E le proteste contro il razzismo delle forze dell’ordine, come le hai vissute, che ne pensi? Sembra che gli USA stiano esplodendo.
«Ah questo è un discorso più lungo e complicato. Purtroppo il razzismo negli Stati Uniti c’è sempre stato, esattamente come l’abuso di potere da parte dei poliziotti, in alcune zone di più e in altre di meno. Il fatto che a causa del virus fossimo tutti più sui social e davanti alla tv ha, per fortuna, attirato maggiormente l’attenzione sul problema, che va risolto quanto prima. Non solo nelle stazioni di polizia, ma anche a casa delle singole persone.
Ci sono state molte proteste e stanno continuando. I momenti preoccupanti sono stati quando hanno cominciato a essere violente, ma si è capito che lì ci sono istigatori che non aspettavano altro. Tuttavia, devo dire che fare un giro in città e vederla vuota per il virus, con vetrine spaccate e assi di legno per evitare che venissero distrutte…quello ha fatto impressione.»
Come vedi la tua Italia da là ora e torneresti in Italia a vivere, ovviamente dopo questo brutto periodo o comunque tra qualche anno, semmai?
«L’Italia la vedo come il Paese delle vacanze, e non tornerei mai più a vivere in Italia, tante vacanze sicuramente, ma di sicuro non tornerei in Italia per lavorare.

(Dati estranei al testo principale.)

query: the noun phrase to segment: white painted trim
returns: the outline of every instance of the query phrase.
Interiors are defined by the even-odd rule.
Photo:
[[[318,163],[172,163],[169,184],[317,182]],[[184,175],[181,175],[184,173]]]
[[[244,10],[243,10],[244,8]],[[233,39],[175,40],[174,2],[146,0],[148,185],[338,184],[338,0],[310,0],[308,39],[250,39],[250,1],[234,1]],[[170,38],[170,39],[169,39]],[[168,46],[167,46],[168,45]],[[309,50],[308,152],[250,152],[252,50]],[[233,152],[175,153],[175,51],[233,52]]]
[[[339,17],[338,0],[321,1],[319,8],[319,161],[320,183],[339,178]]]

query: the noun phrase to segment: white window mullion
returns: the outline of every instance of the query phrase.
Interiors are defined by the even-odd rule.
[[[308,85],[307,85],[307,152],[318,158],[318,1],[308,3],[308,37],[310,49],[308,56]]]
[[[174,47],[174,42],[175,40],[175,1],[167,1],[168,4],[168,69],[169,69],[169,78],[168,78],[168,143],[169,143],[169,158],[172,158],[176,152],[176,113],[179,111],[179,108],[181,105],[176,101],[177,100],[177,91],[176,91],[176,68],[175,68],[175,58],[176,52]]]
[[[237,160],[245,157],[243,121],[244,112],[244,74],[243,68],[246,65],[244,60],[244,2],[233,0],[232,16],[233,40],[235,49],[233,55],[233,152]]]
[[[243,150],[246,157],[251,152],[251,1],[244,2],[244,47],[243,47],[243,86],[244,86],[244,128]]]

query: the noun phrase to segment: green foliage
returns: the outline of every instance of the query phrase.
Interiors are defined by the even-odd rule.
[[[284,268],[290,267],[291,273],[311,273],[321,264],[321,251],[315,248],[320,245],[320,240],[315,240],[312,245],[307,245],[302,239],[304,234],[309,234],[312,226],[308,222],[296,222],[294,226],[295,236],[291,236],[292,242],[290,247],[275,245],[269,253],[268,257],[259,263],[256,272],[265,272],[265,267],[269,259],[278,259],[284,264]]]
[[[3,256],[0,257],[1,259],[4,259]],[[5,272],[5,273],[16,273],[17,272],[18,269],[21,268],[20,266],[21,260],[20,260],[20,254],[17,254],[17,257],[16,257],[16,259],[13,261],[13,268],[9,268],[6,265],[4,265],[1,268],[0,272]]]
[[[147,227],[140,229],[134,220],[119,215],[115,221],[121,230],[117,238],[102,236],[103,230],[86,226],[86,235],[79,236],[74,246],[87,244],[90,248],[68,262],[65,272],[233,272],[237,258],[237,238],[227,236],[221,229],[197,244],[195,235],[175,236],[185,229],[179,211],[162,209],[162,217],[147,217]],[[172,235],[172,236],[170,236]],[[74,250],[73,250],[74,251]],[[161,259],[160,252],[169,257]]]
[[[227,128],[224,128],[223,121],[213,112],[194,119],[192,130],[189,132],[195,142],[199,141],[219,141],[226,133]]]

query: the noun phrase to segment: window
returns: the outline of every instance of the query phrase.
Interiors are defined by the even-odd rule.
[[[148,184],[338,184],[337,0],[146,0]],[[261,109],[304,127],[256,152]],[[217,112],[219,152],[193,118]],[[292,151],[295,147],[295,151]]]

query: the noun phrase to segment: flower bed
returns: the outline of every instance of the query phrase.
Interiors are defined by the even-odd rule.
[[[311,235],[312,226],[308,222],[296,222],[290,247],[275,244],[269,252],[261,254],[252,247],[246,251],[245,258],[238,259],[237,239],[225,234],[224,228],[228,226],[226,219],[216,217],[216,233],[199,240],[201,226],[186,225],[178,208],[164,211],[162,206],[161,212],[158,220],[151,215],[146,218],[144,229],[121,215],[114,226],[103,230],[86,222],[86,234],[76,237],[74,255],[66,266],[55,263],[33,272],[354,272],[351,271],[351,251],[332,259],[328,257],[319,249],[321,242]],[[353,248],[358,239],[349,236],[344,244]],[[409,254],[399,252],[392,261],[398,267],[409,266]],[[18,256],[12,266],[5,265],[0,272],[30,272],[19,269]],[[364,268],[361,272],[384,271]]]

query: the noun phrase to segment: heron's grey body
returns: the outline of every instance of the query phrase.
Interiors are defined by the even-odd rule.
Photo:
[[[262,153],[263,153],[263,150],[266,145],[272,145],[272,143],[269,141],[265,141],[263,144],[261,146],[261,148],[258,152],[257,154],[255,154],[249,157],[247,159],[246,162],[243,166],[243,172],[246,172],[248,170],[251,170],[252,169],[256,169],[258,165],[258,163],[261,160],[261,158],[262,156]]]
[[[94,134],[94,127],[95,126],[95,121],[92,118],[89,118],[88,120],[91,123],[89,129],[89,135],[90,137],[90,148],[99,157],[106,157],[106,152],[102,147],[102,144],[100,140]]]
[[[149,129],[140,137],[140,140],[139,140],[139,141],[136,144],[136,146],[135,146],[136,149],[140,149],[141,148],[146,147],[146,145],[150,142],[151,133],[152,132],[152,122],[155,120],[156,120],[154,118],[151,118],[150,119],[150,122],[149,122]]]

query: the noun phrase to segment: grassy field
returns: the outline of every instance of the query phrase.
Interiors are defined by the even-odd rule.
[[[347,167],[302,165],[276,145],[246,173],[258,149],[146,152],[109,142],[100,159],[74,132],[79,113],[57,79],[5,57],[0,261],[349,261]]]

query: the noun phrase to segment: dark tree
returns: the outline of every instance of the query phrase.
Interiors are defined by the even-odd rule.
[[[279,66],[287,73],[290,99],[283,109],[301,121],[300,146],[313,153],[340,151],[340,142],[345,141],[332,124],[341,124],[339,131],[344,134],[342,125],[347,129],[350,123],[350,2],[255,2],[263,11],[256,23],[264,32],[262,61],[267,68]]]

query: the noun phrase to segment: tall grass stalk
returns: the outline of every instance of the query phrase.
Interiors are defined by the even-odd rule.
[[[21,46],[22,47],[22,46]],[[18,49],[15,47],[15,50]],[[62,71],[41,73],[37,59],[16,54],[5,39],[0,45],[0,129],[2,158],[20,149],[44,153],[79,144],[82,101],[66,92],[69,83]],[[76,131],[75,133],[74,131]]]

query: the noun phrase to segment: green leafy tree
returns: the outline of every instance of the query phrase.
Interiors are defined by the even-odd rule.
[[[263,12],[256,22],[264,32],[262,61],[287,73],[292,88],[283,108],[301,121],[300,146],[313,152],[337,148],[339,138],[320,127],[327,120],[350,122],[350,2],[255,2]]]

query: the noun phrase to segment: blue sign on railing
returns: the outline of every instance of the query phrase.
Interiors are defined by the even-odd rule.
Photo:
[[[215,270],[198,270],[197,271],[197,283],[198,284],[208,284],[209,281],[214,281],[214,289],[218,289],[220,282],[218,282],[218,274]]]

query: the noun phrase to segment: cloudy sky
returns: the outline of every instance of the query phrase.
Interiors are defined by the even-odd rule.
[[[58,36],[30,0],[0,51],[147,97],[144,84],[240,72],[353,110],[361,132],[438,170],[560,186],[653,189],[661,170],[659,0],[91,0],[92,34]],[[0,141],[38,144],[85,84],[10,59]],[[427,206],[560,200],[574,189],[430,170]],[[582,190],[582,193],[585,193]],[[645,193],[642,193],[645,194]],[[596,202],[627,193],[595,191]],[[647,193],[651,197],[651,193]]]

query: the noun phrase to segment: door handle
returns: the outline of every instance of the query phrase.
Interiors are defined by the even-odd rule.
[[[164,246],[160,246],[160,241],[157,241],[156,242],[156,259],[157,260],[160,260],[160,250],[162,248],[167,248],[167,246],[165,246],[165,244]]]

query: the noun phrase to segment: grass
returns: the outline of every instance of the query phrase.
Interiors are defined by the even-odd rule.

Metto un punto di domanda sul passare la mia vecchiaia, ma non credo, perché voglio dare molto meglio ai miei figli, quando e se ne avrò . L’Italia è un bellissimo Paese, ricco di cultura, ma è un Paese dove l’opportunità di crescere è pari a zero.
Purtroppo dopo essere vissuti in una città come New York, pensare di tornare al rallentatore mi spaventa, impazzirei. Poi soprattutto Verona, amo la mia città con tutto il mio cuore, ma è una città -e mi dispiace dirlo- ancora razzista e la gente è molto chiusa, bigotta.»
Consigli a chi vuole lasciare la città di nascita e provare esperienze fuori dalle mura?
«Di farlo. Un’esperienza all’estero è una cosa che consiglio a tutti. Che sia per pochi mesi o per anni, come per me. Ti apre la mente, ti fa uscire dalla tua comfort zone e ti mette alla prova, conosci persone da ogni parte del mondo e vieni a contatto con culture diverse. A volte è difficile, ma cosa non lo è? È assolutamente utile. Me ne rendo conto ogni volta che torno a casa e vedo le cose con occhio diverso. Dico di non aver paura, di fare questo salto e uscire dalle proprie quattro mura, imparare una o più lingue diverse e conoscere più gente possibile.»
Di Verona, infine, cosa ti manca?
«I miei amici, mia madre, il mio Hellas Verona. Il cibo mangiato nei ristoranti nelle vie della città… non fraintendermi qui si mangia benissimo e si trova tutto e la pizza è quasi più buona qui che non in Italia, però cenare in un ristorante italiano in Italia ha sempre un sapore diverso.»
E cosa non ti manca assolutamente?
«Non saprei… mi piacerebbe dirti il governo, le tasse, qui molto più basse, la burocrazia, le istituzioni ma anche qui non siamo messi bene con il Presidente che ci troviamo.»